Nada disso faz do Amazônia gente boa. Ele não paga para salvar ninguém, cobra por tudo que faz e manda cobrar de quem não paga. Vocês são a mão dele na rua.
Ele paga em moeda própria, as Iracemas, moeda de ouro que não perde valor. Em 1990 isso é quase um milagre, e é por isso que gente boa aceita trabalhar para ele.
Ele credencia quem tem alguma alavanca: hacker, assassino de aluguel, pesquisadora de família rica, professora, empresário. Gente com acesso, com capacidade rara ou com dinheiro. Vocês escolhem, e a personagem já tem currículo quando a campanha começa.
O que a gente vai jogar
Thriller criminal com sobrenatural. Toda missão começa como um caso: alguém morreu, alguém sumiu, alguém está mentindo, alguém pagou para a pergunta não ser feita. Vocês investigam de verdade, com cena, testemunha, arquivo, rua, suborno e mentira.

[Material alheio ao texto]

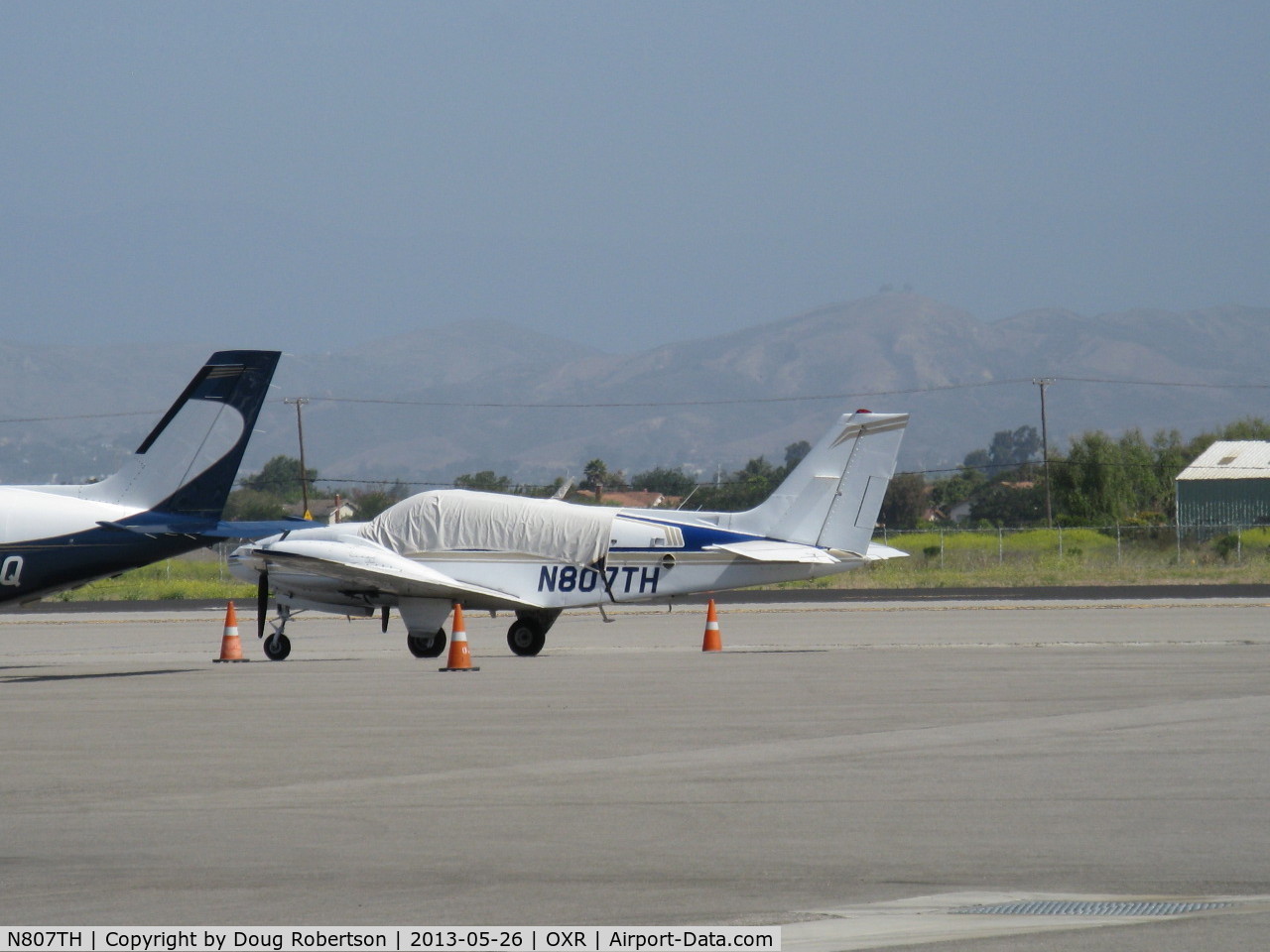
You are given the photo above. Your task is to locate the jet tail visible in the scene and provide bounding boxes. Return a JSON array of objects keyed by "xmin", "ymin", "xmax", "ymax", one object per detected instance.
[
  {"xmin": 77, "ymin": 350, "xmax": 282, "ymax": 522},
  {"xmin": 729, "ymin": 410, "xmax": 908, "ymax": 556}
]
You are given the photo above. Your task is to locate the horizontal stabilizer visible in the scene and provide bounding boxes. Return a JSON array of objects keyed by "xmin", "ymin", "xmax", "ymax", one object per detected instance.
[{"xmin": 706, "ymin": 539, "xmax": 840, "ymax": 565}]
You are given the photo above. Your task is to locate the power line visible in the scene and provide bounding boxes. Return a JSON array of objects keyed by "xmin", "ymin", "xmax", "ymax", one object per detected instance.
[
  {"xmin": 0, "ymin": 376, "xmax": 1270, "ymax": 424},
  {"xmin": 297, "ymin": 377, "xmax": 1031, "ymax": 410},
  {"xmin": 0, "ymin": 410, "xmax": 163, "ymax": 422}
]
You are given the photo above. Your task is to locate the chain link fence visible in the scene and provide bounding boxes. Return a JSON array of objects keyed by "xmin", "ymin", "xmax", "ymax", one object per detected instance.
[{"xmin": 874, "ymin": 526, "xmax": 1270, "ymax": 571}]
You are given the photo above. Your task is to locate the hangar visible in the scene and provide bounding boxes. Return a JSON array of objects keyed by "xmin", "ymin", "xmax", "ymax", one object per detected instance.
[{"xmin": 1178, "ymin": 440, "xmax": 1270, "ymax": 535}]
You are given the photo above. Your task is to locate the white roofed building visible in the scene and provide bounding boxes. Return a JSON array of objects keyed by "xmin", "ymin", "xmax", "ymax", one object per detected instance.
[{"xmin": 1176, "ymin": 439, "xmax": 1270, "ymax": 535}]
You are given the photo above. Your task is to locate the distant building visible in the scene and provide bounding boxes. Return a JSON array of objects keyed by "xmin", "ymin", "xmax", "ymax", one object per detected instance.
[
  {"xmin": 1176, "ymin": 440, "xmax": 1270, "ymax": 535},
  {"xmin": 577, "ymin": 489, "xmax": 680, "ymax": 509},
  {"xmin": 282, "ymin": 496, "xmax": 357, "ymax": 525}
]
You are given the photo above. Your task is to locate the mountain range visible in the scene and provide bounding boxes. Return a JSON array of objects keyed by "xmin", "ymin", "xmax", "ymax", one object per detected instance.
[{"xmin": 0, "ymin": 292, "xmax": 1270, "ymax": 485}]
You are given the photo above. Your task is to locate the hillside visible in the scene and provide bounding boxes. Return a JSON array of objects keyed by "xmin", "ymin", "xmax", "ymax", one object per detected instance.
[{"xmin": 0, "ymin": 294, "xmax": 1270, "ymax": 481}]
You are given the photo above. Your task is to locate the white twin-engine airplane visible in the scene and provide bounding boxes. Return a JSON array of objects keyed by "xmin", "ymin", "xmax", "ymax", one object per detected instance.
[
  {"xmin": 230, "ymin": 410, "xmax": 908, "ymax": 660},
  {"xmin": 0, "ymin": 350, "xmax": 300, "ymax": 606}
]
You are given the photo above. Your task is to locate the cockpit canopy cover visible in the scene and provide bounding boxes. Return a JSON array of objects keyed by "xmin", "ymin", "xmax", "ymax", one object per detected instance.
[{"xmin": 361, "ymin": 489, "xmax": 616, "ymax": 566}]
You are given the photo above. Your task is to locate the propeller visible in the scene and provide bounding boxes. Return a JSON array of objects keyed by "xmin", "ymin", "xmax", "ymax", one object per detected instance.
[{"xmin": 255, "ymin": 572, "xmax": 269, "ymax": 639}]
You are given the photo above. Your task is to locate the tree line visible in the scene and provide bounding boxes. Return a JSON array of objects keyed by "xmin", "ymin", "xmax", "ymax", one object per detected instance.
[{"xmin": 226, "ymin": 417, "xmax": 1270, "ymax": 530}]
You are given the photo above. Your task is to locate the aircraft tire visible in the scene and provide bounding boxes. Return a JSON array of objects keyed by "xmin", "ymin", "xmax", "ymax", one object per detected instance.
[
  {"xmin": 264, "ymin": 632, "xmax": 291, "ymax": 661},
  {"xmin": 405, "ymin": 629, "xmax": 445, "ymax": 657},
  {"xmin": 507, "ymin": 618, "xmax": 548, "ymax": 657}
]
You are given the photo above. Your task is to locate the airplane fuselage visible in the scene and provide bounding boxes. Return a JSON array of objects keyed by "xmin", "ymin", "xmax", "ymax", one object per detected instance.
[
  {"xmin": 0, "ymin": 486, "xmax": 207, "ymax": 604},
  {"xmin": 230, "ymin": 511, "xmax": 863, "ymax": 615}
]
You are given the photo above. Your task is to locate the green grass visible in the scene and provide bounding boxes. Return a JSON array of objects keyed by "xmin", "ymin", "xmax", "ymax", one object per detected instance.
[
  {"xmin": 55, "ymin": 556, "xmax": 255, "ymax": 602},
  {"xmin": 58, "ymin": 527, "xmax": 1270, "ymax": 602}
]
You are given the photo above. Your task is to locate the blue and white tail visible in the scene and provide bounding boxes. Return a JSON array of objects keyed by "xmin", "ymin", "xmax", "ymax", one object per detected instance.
[
  {"xmin": 729, "ymin": 410, "xmax": 908, "ymax": 556},
  {"xmin": 73, "ymin": 350, "xmax": 282, "ymax": 521}
]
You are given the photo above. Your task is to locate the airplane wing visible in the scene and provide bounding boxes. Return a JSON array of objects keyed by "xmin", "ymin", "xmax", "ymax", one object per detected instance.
[
  {"xmin": 706, "ymin": 539, "xmax": 840, "ymax": 563},
  {"xmin": 96, "ymin": 513, "xmax": 322, "ymax": 538},
  {"xmin": 251, "ymin": 540, "xmax": 543, "ymax": 608}
]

Em algum ponto o caso deixa de fechar como crime.
A pergunta central não é quem foi, e sim o que é. O que estava do outro lado decide o tom da noite. Às vezes vira aventura: perseguir, negociar, entrar na mata e sair viva. Às vezes vira horror: entender tarde demais e pagar caro por ter entendido.
Como a mesa funciona
Estilo West Marches. Existe um mural no mezanino do Hotel, o Quadro, cheio de cartões de serviço. Cada cartão diz o prazo, o pagamento, o risco e quantas pessoas o Amazônia autoriza (normalmente de 2 a 5).
Na prática: quem puder jogar naquela semana joga. Ninguém trava a campanha por falta de quorum, ninguém é obrigada a estar em todas, e não existe "o grupo oficial". A personagem que não saiu está em Manaus, vivendo a vida dela.
Se a noite terminar com o cartão em aberto, a missão não se perde. Ela congela numa linha do tempo, marcada no ponto exato em que a gente parou. O mesmo grupo que parou pode voltar e continuar dali; um grupo diferente abre outra linha do tempo, com outro cartão. As regras inteiras estão em Estrutura de jogo.
O que uma equipe descobre, as outras só sabem se alguém contar. E o mundo continua andando entre uma sessão e outra.
Sistema
SRD 5e adaptado para o mundo moderno: arma de fogo, perícias contemporâneas, dinheiro real e Iracemas, e uma trilha de conhecimento em que saber mais é progresso e é preço.
A ordem do trabalho é de propósito: vocês escrevem a história da personagem primeiro, e eu escrevo as classes depois, em cima do que vocês trouxerem. Não vai ter lista de classe para escolher na sessão zero.
O que já dá para adiantar:
- Evolução vem em pontos de habilidade.
- Com eles se compra talento no códice, o catálogo aberto que fica à mão de todo mundo.
- Quem não achar no códice o que quer pode escrever a própria habilidade e trazer para a mesa. Eu ajusto custo e limite junto com você, e ela entra.
Ver Pontos de habilidade. A sessão zero não depende de nada disso estar pronto.
O que precisa da sua parte
- Um motivo obsessivo para ter estudado até enxergar.
- Uma alavanca: o que você faz que ninguém do Hotel faz.
- Uma dívida, um favor ou uma pergunta em aberto com o Amazônia.
- Suas linhas e véus: o que não entra na mesa e o que entra com a câmera desviada. Isso é levado a sério. Vai ter horror, e horror combinado é melhor que horror por acidente.